Öte yandan muhtemel bir seçim başarısızlığı durumunda bu ittifakın bileşenlerini birlikte hareket etmeye motive edecek tek unsur 2024’te yapılacak yerel seçimler olacak. Bu noktada, CHP ve İYİ Parti’nin yeniden birlikte hareket etme iradesi sergilemeleriyle karşılaşılabilir. Ancak bu sefer işlerin çok daha zor olacağı görülüyor. Öncelikle CHP rozeti taşıyan iki belediye başkanının cumhurbaşkanlığı adaylığı sürecinde kendi partilerinden değil, İYİ Parti Genel Başkanı Akşener’den destek bulmaları, denklemi oldukça değiştirdi. CHP içinde lider değişse bile her iki ismin de kolay şekilde aday gösterilmeyeceği öngörülebilir. Zira özellikle İmamoğlu, CHP liderliği için doğal bir aday gibi beliriyor. Bu şartlar altında Kılıçdaroğlu veya yerine seçilecek yeni CHP Genel Başkanının, İmamoğlu yerine başka bir ismi tercih etmesi kuvvetli ihtimal. Belediye başkanlığı döneminde iyi bir performans sergileyemeyen Yavaş’ın, CHP kökenli olmaması işini daha da zorlaştırıyor. Üstelik 2019’da her iki ilde kazanılan seçim başarısı, 1994’ten beri aynı siyasi çizgiden gelen isimler tarafından yürütülen başkanlığın CHP’liler tarafından kazanılabileceğini gösterdi. Dolayısıyla 2024’teki adaylık süreci çok daha çetin geçecek. Aynı şekilde İYİ Parti’nin adaylık için pazarlık sürecinde çok daha talepkâr olacağı öngörülebilir. İttifakı oluşturan diğer partilerin ise bu süreçte söz sahibi olamayacakları açık. Tabii iki partiye HDP’yi de eklemek gerek. İstanbul ve Ankara’da CHP’li adayların kazanmasının en büyük nedeni HDP’nin aday çıkarmaması ve seçmenini CHP’ye yönlendirmesiydi. HDP, bu yönüyle resmen İttifakın bir parçası gibi görünmese de masada oturan partilerin çoğundan daha etkili oldu. Gelecek yıl yapılacak olan yerel seçimlerde, 2019’da yaşanan tablonun tekrarlanması için HDP’nin desteğinin yeniden alınması şart.
Sahici Olan Kalacak
Tüm bunlardan görüldüğü gibi Millet İttifakı’nın geleceği açısından çok bilinmeyenli bir denklemle karşı karşıyayız. Üstelik denkleme katılan her yeni faktör bilinmezliği daha da artırıyor. Burada en net şekilde görünen durum, Millet İttifakı’nı seçimden sonra oldukça zor günlerin beklediği. Bugüne kadar bir arada durmaları açısından tek motivasyon kaynağı Erdoğan karşıtlığı olan partilerin seçimlerde aradıklarını bulamamaları, birlikte hareket etmelerinin zeminini ortadan kaldıracak. Böyle bir durumda, sırf seçimler nedeniyle bugüne kadar ötelenen veya görmezden gelinen tüm sorunlar da su yüzüne çıkacak.

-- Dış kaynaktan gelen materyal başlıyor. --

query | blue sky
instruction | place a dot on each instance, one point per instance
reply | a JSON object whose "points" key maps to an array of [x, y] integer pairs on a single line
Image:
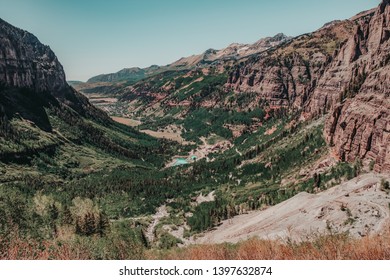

Buna karşılık, Cumhur İttifakı açısından seçim sonrasında ciddi bir değişiklik olmayacağı herkesin kolayca görebileceği bir durum. Söz konusu iddianın en önemli dayanağı, İttifak içindeki uzlaşının iktidar pratiğinde tecrübe edilmiş olması. Bu bakımdan, Cumhur İttifakı’nın güçlü bir referansı var. 2018’de Türk siyasetinde yeni hükümet sisteminin ilk dönemi Cumhurbaşkanı Erdoğan liderliğindeki AK Parti iktidarında ve MHP’nin desteğiyle başladı. Bu süreçte, her iki parti arasında ciddi bir anlaşmazlık yaşanmadı. Tam tersine en kritik dönemlerde, AK Parti ve MHP yönetimleri, iş birliklerinin devam edeceği mesajını verdiler. Önümüzdeki süreçte Türkiye’nin iç ve dış politikalarında önemli bir değişikliğin ortaya çıkması için bir sebep görünmüyor. Dolayısıyla Cumhur İttifakı’nın son beş yılda izlediği rotanın aynı şekilde süreceği öngörülebilir. Elbette hükümete MHP’nin önereceği bazı kişilerin bakan alınması gibi yollarla iş birliği çerçevesi derinleşebilir. Ancak her halükarda AK Parti ve MHP arasındaki İttifakın sahici bir iş birliği olduğu açık. Bu sahicilik, ittifakın hem kendi iç tutarlılığını hem de gelecekte devam etmesini sağlayacak köklerini güçlendiriyor.
Her iki ittifak arasındaki en bariz farkın sahicilik olduğu söylenebilir. Cumhur İttifakı, en baştan itibaren ülkenin geleceğine yönelik ortak bir vizyon geliştirme peşinde. Millet İttifakı ise Cumhurbaşkanı Erdoğan karşıtlığı ekseninde oluşmuş geçici bir birliktelik görünümü sergiliyor. Bu karşıtlık mevzuu, İttifakın bazı küçük ortaklıklarının varlık gerekçelerinde ve tavırlarında açıkça görüldüğü üzere bazen kişisel bir mesele haline geliyor. İttifakın muhalefetinin merkezine Erdoğan karşıtlığının yerleşmesi, ülke sorunlarına yönelik tutarlı ve kapsamlı politika önerileri geliştirilmesini ikinci sıraya itiyor. Bu durum, Millet İttifakı açısından ciddi bir sahicilik sorunu ortaya çıkarıyor. Tamamen karşıtlık üzerinde kurulmuş bir İttifakın uzun süreli olacağını düşünmek fazlaca iyimserlik olacaktır.